250 Years of The Wealth of Nations: A Reminder About the True Sources of Prosperity
What the modern world still misunderstands about the foundations of prosperity.
Want to eliminate poverty in the world?
It helps to understand the principles that actually create prosperity.
Today (March 9, 2026) marks the 250th anniversary of one of the most important books ever written.
On March 9, 1776, Adam Smith published An Inquiry into the Nature and Causes of the Wealth of Nations.
Interestingly, that same year also produced another revolutionary document — the Declaration of Independence — establishing the moral foundation of political freedom at the same time Smith articulated the foundations of economic freedom.
Together, these two works helped shape the modern world.
The Book That Changed How We Understand Prosperity
The Wealth of Nations fundamentally changed how the world understands prosperity and the underlying causes that create it.
Many people claim to want to eradicate poverty and help humanity live in a more prosperous and free society. Yet very few have seriously studied the principles discovered and explained in this remarkable work.

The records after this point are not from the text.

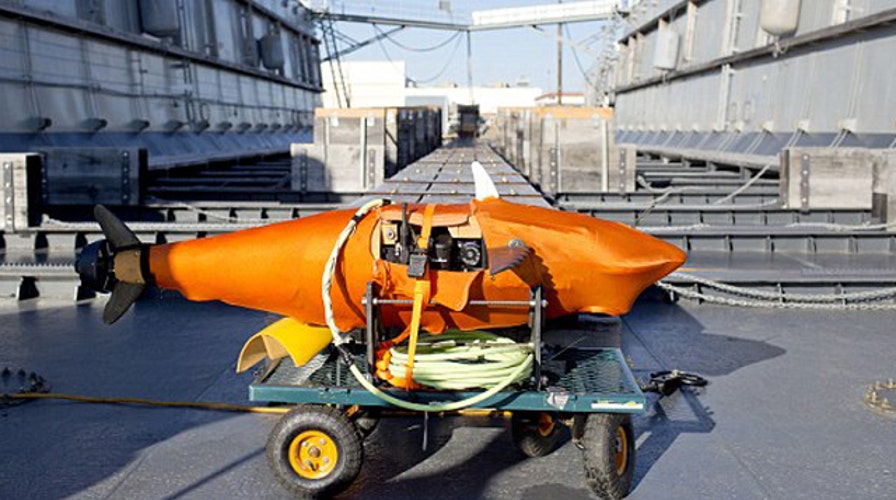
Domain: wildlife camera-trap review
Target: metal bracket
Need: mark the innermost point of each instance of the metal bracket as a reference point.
(125, 177)
(622, 167)
(804, 182)
(303, 171)
(555, 170)
(371, 168)
(8, 195)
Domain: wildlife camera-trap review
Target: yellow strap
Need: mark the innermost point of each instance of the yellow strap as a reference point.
(421, 290)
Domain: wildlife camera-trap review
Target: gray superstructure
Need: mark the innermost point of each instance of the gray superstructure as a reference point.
(189, 80)
(750, 77)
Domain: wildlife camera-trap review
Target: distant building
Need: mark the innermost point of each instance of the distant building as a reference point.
(384, 83)
(567, 99)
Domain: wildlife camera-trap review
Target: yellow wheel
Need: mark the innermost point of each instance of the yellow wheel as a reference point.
(313, 454)
(608, 453)
(315, 451)
(534, 433)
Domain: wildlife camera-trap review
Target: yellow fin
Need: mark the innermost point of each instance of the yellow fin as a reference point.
(287, 336)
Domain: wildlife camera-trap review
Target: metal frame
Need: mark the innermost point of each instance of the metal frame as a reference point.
(283, 383)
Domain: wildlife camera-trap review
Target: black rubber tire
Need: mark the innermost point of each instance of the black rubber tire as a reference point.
(335, 425)
(599, 450)
(524, 428)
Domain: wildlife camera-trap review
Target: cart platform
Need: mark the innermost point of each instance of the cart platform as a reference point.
(578, 380)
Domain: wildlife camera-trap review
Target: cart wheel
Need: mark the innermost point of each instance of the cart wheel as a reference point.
(608, 448)
(315, 451)
(534, 433)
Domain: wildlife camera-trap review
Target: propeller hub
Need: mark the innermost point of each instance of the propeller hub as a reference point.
(94, 266)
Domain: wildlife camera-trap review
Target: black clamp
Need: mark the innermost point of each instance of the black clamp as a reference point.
(667, 382)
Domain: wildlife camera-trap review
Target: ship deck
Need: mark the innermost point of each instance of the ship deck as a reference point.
(782, 417)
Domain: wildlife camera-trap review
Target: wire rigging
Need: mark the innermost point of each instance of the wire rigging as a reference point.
(575, 56)
(416, 49)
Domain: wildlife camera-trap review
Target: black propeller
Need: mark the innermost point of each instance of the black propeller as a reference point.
(96, 265)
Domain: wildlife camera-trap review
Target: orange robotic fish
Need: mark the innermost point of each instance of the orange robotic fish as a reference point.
(447, 256)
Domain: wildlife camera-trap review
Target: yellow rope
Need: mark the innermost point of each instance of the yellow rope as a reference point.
(148, 402)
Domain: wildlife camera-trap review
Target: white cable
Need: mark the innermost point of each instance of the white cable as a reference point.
(517, 374)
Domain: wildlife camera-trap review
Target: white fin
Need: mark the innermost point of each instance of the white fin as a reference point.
(485, 188)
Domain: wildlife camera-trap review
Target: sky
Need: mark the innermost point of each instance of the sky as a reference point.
(501, 56)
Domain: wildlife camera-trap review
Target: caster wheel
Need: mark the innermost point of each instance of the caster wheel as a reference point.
(608, 449)
(534, 433)
(315, 451)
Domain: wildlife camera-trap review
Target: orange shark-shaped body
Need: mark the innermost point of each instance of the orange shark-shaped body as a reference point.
(585, 265)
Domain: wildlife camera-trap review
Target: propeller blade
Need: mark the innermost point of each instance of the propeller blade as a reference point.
(123, 295)
(484, 186)
(119, 236)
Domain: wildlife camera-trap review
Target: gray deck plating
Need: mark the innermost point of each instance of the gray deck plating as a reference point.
(782, 418)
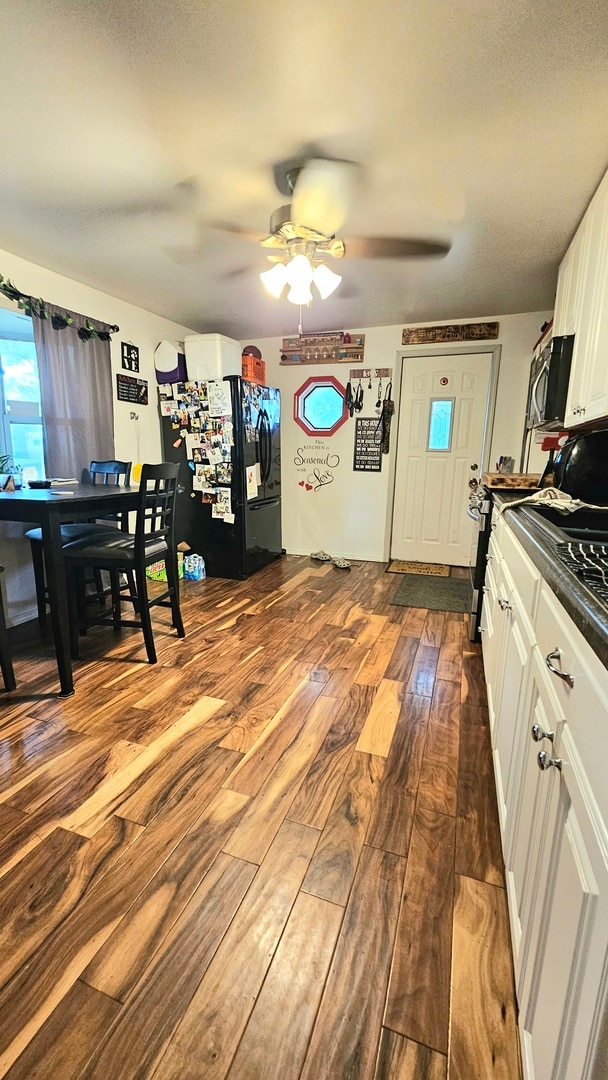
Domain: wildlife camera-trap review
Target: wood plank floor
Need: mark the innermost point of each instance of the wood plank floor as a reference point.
(273, 855)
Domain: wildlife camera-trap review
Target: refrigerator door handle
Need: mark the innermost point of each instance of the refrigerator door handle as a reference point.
(264, 446)
(268, 451)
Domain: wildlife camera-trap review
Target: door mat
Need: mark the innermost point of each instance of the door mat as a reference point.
(435, 594)
(433, 569)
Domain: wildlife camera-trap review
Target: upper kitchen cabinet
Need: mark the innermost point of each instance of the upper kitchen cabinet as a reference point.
(581, 308)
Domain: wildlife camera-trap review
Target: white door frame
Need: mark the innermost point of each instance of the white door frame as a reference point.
(464, 348)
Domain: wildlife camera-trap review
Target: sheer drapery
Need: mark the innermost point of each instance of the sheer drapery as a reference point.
(76, 392)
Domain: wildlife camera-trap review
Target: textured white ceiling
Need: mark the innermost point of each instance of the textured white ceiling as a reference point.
(485, 121)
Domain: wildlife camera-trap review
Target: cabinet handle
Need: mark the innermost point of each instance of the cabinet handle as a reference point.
(557, 671)
(539, 733)
(546, 761)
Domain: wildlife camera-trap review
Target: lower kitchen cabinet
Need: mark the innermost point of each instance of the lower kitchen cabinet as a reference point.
(554, 835)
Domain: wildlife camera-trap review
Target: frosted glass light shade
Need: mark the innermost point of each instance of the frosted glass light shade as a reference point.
(274, 279)
(325, 280)
(300, 293)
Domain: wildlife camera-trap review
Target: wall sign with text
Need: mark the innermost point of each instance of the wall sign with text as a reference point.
(316, 464)
(367, 445)
(130, 389)
(130, 356)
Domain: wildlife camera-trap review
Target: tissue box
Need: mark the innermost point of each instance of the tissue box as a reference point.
(157, 570)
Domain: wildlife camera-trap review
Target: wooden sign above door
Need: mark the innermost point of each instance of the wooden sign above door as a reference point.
(455, 332)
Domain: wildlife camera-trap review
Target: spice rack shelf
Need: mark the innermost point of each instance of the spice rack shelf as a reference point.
(336, 348)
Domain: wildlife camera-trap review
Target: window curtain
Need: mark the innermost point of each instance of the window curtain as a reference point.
(76, 392)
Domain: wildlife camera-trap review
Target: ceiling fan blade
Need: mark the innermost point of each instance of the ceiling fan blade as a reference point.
(392, 247)
(239, 230)
(323, 193)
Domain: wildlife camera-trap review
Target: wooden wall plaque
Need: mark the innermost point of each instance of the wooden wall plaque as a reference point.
(456, 332)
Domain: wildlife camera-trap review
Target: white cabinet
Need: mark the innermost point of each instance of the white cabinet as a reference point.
(565, 985)
(581, 308)
(553, 820)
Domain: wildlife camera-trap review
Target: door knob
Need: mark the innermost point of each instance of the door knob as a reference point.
(546, 761)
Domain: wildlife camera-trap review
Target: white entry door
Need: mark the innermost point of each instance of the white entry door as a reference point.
(441, 431)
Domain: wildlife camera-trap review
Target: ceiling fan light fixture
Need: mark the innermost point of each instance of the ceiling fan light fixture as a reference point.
(325, 280)
(274, 280)
(300, 294)
(299, 271)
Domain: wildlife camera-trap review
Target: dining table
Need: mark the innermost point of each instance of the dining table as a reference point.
(50, 508)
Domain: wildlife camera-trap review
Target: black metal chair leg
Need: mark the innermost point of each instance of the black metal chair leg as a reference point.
(38, 564)
(173, 582)
(142, 583)
(5, 659)
(73, 594)
(117, 613)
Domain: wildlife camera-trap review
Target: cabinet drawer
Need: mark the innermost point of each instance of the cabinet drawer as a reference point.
(584, 703)
(526, 578)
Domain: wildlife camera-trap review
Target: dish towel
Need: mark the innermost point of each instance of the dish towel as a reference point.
(551, 497)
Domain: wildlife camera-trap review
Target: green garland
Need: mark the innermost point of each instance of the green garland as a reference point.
(36, 307)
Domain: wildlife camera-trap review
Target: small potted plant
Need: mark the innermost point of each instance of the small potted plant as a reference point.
(4, 469)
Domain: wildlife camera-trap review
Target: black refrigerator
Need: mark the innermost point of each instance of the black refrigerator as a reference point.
(226, 436)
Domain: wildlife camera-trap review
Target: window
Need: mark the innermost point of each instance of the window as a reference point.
(319, 405)
(21, 432)
(440, 423)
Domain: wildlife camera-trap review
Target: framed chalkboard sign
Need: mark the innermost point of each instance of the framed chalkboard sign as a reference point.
(367, 445)
(131, 389)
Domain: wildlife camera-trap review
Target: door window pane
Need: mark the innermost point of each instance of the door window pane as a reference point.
(440, 423)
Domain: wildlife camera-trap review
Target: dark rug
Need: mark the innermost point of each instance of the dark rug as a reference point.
(435, 594)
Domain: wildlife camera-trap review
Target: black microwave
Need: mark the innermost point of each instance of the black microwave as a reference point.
(548, 389)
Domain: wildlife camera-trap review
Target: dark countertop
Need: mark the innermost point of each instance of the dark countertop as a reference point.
(538, 537)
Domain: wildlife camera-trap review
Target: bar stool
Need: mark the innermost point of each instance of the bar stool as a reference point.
(5, 659)
(103, 472)
(131, 554)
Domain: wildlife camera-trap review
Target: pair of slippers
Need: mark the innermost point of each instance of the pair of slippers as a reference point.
(322, 556)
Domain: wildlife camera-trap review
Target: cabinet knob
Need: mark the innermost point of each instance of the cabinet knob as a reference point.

Before Smith, governments largely believed wealth came from:
controlling trade
accumulating gold and silver
protecting domestic industries through tariffs and monopolies
This system was known as mercantilism, and it dominated economic thinking for centuries.
Adam Smith challenged it.
And in doing so, he helped launch modern economic thought.
Smith’s Revolutionary Insight
Smith demonstrated something far more powerful:
Wealth is created by human productivity — by individuals freely exchanging value in markets.
From this insight flowed several fundamental ideas:
Division of labor increases productivity
Prices coordinate information across society
Voluntary trade benefits both sides
Economic freedom leads to prosperity
These ideas helped shape the economic systems that lifted billions of people out of poverty over the next two centuries.
A Timeless Reminder
In an era when economic interventionism — taxes, tariffs, and government controls — is again fashionable (in reality, a regressive step backward), Smith’s work remains a powerful reminder:
Prosperity is not engineered by governments.
It emerges from free individuals producing, trading, and innovating.
One of Smith’s most famous observations captures this idea perfectly:
“It is not from the benevolence of the butcher, the brewer, or the baker that we expect our dinner, but from their regard to their own interest.”
Read the Book
The book is now in the public domain and freely available online.
You can download the full text here:
Free PDF — Liberty Fund Edition
https://oll-resources.s3.us-east-2.amazonaws.com/oll3/store/titles/237/Smith_0206-01_EBk_v6.0.pdf
250 Years Later
Two hundred and fifty years later, the principles Smith articulated remain as true as ever.
Yet in many ways our policy debates still circle around the same misconceptions he worked so hard to dismantle.
At the very least, this anniversary is a reminder that the knowledge exists — for anyone curious enough to return to first principles and understand the true sources of prosperity in human society.
Sometimes the most revolutionary ideas are the ones humanity has already discovered — yet they are forgotten and buried beneath fashionable, intellectually high-sounding “modern” economic theories.



I did not realize that Adam Smith’s Wealth of Nations was published in the same year as the Declaration of Independence. I knew that The Wealth of Nations came out before the Declaration and that the Founding Fathers had read it. I agree with your perspective, it is good food for thought.